Petroglyphs are prehistoric rock carvings representative of the culture and religion of ancient natives. Petroglyphs shouldn’t be confused with pictographs, which are designs or images painted on to the surface of the rock, rather than scratched or etched into it. Though some of the shapes and figures of the artwork are recognizable today, their significance has mostly been lost. Scientists speculate that rock incision was one of the rituals performed by shamans before a hunt, special event, or life passage, or to mark a healing ceremony or site, or that the renderings served as graffiti or a sort of community bulletin board.
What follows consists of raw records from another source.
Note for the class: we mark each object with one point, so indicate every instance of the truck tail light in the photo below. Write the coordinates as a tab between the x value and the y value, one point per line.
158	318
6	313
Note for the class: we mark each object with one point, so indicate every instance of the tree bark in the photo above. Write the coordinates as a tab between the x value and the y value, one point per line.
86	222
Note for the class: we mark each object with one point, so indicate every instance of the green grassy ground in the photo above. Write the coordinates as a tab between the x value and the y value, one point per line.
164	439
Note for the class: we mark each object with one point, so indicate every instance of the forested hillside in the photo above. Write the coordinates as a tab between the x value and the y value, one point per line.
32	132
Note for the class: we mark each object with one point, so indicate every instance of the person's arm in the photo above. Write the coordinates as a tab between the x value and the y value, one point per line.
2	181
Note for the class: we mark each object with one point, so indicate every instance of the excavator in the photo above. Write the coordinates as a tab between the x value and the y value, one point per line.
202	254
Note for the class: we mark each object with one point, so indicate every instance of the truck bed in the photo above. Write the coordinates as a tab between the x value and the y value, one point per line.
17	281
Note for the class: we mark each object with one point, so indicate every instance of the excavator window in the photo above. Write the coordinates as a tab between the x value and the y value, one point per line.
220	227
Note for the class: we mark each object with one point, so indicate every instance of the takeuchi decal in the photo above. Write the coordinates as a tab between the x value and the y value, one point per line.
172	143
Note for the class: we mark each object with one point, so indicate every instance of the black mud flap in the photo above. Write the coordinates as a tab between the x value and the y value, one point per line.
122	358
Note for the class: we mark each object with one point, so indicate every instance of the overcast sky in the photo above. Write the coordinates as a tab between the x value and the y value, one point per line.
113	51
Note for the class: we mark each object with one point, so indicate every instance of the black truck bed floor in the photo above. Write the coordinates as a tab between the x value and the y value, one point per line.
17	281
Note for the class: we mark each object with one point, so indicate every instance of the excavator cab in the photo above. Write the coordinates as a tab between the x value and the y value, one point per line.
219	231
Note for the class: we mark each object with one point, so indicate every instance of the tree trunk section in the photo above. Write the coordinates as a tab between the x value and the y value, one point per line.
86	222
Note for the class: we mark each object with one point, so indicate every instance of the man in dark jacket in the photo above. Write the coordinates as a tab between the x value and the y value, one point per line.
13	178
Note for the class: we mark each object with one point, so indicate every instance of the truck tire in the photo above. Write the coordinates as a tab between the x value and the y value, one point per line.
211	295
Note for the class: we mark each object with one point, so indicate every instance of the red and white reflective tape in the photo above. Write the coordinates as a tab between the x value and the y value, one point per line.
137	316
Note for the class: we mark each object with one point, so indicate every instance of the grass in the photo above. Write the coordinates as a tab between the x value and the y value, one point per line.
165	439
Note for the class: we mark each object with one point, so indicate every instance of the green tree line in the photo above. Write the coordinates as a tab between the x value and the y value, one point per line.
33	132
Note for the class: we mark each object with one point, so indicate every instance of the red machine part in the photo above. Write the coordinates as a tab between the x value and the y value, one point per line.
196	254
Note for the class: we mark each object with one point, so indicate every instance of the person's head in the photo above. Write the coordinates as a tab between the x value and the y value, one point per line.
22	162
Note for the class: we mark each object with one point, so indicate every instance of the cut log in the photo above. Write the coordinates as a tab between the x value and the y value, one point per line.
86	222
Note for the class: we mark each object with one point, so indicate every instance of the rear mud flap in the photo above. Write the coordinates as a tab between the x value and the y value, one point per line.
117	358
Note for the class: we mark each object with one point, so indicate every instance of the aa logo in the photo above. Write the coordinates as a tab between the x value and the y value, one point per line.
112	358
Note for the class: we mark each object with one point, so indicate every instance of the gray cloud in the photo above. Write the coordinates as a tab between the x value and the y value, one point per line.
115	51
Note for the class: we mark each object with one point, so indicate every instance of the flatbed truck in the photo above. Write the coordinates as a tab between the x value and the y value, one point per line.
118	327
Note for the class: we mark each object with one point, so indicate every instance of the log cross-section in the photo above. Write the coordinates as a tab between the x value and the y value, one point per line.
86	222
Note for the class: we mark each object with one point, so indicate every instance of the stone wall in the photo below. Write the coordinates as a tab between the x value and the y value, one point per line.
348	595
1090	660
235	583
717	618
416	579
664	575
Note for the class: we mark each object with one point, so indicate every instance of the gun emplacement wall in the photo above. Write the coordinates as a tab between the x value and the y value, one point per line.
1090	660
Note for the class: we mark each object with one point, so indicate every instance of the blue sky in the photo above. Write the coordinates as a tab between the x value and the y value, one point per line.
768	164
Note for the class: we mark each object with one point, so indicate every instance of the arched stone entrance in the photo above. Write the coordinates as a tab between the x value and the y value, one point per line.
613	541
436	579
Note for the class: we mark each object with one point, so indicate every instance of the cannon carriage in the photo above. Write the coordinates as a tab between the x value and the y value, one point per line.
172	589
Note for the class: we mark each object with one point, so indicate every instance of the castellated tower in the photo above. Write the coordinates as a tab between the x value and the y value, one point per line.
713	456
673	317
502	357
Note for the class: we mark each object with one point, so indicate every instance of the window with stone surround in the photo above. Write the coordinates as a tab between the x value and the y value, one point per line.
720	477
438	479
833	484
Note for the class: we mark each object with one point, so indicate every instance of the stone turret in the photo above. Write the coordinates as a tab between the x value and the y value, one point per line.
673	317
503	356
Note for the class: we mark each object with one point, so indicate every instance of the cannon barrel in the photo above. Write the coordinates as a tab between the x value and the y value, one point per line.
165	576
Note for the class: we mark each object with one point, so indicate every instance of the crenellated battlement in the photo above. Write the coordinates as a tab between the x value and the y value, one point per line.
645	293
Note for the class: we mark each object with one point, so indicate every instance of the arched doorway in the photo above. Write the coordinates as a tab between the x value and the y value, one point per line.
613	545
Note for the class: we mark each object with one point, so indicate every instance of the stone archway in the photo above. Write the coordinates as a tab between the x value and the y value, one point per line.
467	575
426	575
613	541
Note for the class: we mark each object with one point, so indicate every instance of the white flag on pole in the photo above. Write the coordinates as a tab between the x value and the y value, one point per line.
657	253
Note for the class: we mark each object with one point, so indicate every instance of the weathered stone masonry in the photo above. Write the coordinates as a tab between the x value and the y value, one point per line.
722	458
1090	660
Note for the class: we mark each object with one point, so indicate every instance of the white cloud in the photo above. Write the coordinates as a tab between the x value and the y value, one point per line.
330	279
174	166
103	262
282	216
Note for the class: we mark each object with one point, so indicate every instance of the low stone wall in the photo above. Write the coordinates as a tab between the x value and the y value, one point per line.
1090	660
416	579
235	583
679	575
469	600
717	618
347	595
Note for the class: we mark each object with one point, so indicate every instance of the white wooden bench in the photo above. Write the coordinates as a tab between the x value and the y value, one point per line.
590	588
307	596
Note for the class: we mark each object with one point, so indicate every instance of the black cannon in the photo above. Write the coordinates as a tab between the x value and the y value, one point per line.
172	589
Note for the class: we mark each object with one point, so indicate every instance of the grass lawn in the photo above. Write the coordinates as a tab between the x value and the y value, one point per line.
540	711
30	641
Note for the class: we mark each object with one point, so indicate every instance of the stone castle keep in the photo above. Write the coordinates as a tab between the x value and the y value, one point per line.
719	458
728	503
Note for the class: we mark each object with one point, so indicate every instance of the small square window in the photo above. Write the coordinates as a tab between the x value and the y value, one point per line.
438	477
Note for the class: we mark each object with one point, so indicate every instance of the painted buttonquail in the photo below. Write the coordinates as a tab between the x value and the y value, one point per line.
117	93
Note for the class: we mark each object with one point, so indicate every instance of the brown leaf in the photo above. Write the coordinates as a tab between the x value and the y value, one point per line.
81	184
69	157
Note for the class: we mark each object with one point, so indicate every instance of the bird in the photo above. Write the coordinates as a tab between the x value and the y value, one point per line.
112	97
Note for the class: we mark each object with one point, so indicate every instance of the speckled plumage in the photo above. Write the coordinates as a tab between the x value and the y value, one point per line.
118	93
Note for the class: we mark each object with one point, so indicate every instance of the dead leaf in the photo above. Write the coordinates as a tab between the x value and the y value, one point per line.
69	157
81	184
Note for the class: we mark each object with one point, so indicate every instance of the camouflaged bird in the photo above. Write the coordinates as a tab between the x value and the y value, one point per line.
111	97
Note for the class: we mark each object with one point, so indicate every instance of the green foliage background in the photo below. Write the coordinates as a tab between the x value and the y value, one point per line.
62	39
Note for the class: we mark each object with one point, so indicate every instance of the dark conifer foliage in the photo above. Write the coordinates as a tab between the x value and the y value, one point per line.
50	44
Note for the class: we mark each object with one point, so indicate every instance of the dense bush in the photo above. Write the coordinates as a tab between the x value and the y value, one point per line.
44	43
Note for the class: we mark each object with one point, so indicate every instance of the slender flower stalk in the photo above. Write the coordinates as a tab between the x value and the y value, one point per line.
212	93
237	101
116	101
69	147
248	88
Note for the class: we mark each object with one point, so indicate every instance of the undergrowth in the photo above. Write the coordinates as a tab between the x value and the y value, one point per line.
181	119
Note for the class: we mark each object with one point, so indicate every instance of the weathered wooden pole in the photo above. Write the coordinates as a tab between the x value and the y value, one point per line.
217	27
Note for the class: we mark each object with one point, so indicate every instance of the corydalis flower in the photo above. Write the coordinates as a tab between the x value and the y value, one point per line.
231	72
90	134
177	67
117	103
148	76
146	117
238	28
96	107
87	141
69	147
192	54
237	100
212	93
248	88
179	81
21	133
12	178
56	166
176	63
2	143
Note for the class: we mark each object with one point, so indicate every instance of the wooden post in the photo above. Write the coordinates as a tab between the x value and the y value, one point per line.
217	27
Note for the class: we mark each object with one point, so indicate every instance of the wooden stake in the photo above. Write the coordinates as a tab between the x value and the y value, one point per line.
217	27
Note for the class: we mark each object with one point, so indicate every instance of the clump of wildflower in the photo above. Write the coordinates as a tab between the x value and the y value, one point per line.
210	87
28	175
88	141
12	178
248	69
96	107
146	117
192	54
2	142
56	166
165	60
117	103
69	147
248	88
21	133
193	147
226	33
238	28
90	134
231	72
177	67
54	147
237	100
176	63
The petroglyphs in Valley of Fire are numerous, noticeable, and downright mysterious. (Many of the best carvings are 40-60 feet up a sheer sandstone cliff called Atlatl Rock, which you need a 40-foot staircase to access. How did they get all the way up there thousands of years ago? Read on.) Many of the images are believed to be upwards of 4,000 years old.
The Valley of Fire sandstone is coated with a layer of oxidized iron and manganese, sometimes known as "desert varnish," which often give the rock surfaces a wet or shiny patina. When carved, the surface rock gives exposes a white underlayer, so the artistic conditions hereabouts were propitious. It’s not hard to imagine how a smooth, flat, and high-hanging face such as Atlatl Rock would have been irresistible to the graffiti artists of the day. The petroglyph of a ladder might shed some light on the subject and would point to more recent Puebloan carver, rather than Anasazi artists of a thousand or so years ago. But the incised atlatl directly above it returns the aura of mystery; this "spear-launcher" predates the bow and arrow, which arrived in southern Nevada around the year 500.
Experts recognize certain totems, or clan signs, in the petroglyphs; in fact, some Hopi clan symbols appear in Valley of Fire, supporting the theory that the ancestral Puebloans who migrated into Arizona and New Mexico intermingled their culture with that of their northern cousins.
Some of the artwork’s symbolism seems obvious: suns, snakes, animals, people. But you’ll also see petroglyphs that could represent musrooms and cacti (with renderings reminiscent of the psychedelic peyote cults farther south), feet, sheep, a cross, butterflies, octopuses and starfish, Greek letters, menorahs, tic-tac-toe games, spermatozoa, treble clefs, even the Great Prophet foretelling the arrival of 747s, roller coasters, and basketball. Road maps? Advertising? Headlines? Interpretations are limited only by one’s imagination.